【からしとマスタードの違い1】製造方法
からしもマスタードも、黄色い花を咲かせる、アブラナ科の「からし菜の種子」が原料として使われています。
「からし」と「マスタード」は製造方法が異なります。
からし
「和からし」とも呼ばれます。アブラナ科「からし菜」の種子をすり潰した「粉からし」を水で溶いて練ったものをからし(練からし)と言います。
水で溶く際、40℃くらいのぬるま湯で溶くと、辛味成分がよく出るそうです。
マスタード
「洋からし」とも呼ばれます。からしと同じアブラナ科「からし菜」の種子に、酢や砂糖、ワインなどを加えて造られます。種をすり潰して練ったものや、すり潰さず粒状のまま作られるものなど、さまざまな種類があります。
【からしとマスタードの違い2】原材料
からしとマスタードの2つめの違いは、使われている種(マスタードシード)にあります。
それぞれの原料の違いをご紹介します。
からし
からしの原料は主に「オリエンタルマスタード」の種です。オリエンタルマスタードは、つーんと鼻に抜けるような強い辛みがあります。
マスタード
マスタードは「イエローマスタード」などの粒から作られ、マスタードの種類によって原料が異なります。オリエンタルマスタードと比べて穏やかな辛みで刺激が少ないのが特徴です。
【からしとマスタードの種類と使い分け】からし編
からしとマスタードにはさまざまな種類があります。それぞれの種類と特徴について、まずはからしからご紹介します。
からしは和食との相性が良く、おでんや和え物、薬味として幅広く使われています。
粉からし
オリエンタルマスタードの種をすり潰して粉状にしたもの。
練りからし
粉からしを水(ぬるま湯)で溶いて練ったもの。
【からしとマスタードの種類と使い分け】マスタード編
ディジョンマスタード
フランス、ブルゴーニュ地方の「ディジョン」で多く作られ、マスタード種の外皮を取り除いてすり潰し、ワインやビネガーで練って作られます。明るい黄色となめらかさが特徴で、サンドイッチなどによく合います。舌触りはより軽くなめらかに仕上げられています。
イギリスマスタード
粉マスタードに小麦粉、ウコンを加えて作られます。鮮やかな黄色はウコンによるものです。
なめらかで辛みがあり、ソーセージやローストビーフなどによく合います。
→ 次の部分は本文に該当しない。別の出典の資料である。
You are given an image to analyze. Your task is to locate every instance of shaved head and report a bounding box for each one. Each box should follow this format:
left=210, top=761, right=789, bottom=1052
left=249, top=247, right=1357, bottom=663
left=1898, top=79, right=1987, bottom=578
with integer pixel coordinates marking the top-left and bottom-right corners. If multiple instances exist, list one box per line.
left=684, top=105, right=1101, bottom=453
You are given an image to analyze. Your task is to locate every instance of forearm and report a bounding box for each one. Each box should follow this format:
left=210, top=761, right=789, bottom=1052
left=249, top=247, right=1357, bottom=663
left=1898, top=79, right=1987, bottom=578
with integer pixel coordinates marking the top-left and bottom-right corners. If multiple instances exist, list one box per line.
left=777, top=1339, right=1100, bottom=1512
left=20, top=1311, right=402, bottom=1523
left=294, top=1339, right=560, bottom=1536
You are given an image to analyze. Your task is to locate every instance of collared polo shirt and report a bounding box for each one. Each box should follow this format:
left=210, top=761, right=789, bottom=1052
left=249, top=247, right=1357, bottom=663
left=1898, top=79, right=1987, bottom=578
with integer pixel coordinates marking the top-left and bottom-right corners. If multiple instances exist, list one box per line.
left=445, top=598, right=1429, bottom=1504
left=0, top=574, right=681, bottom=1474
伝統的に、脂の多い魚などに使われる「マスタード・ソース」の原料としても使われています。
アメリカマスタード
ターメリックで黄色く着色されています。
辛さが控えめなマイルドなマスタードで、ホットドッグやハンバーガーによく合います。
お肉料理やサラダのドレッシングなど、さまざまな使い方ができます。
粒マスタード
ブラウンマスタードを使用し、種子を細かく粉砕せず粒が残っているので、粒粒の触感が味わえるのが特徴です。マイルドなマスタードです。
からしとマスタードの歴史
からしとマスタードは、人がまだ狩りや木の実拾いをしていた紀元前から使われていたと考えられています。当時は肉に種(マスタードシード)を直接かけて食べたり、医薬品として使われていたそうです。
日本では、奈良時代から香辛料として貴族たちの間で使われるようになりました。当時は薬味として、カラシ菜の葉の部分だけが使用されていたそうです。
その後、病気の治癒や戦乱の平治を祈願する際に使われるなど、食用以外にも使われてきたと言われています。
おわりに
今回は「からし」と「マスタード」の違いについてご紹介しました。
違いや特徴を知っておくと、料理に生かせそうですね。からしとマスタードを上手に使い分け、お料理の幅が広がると良いですね。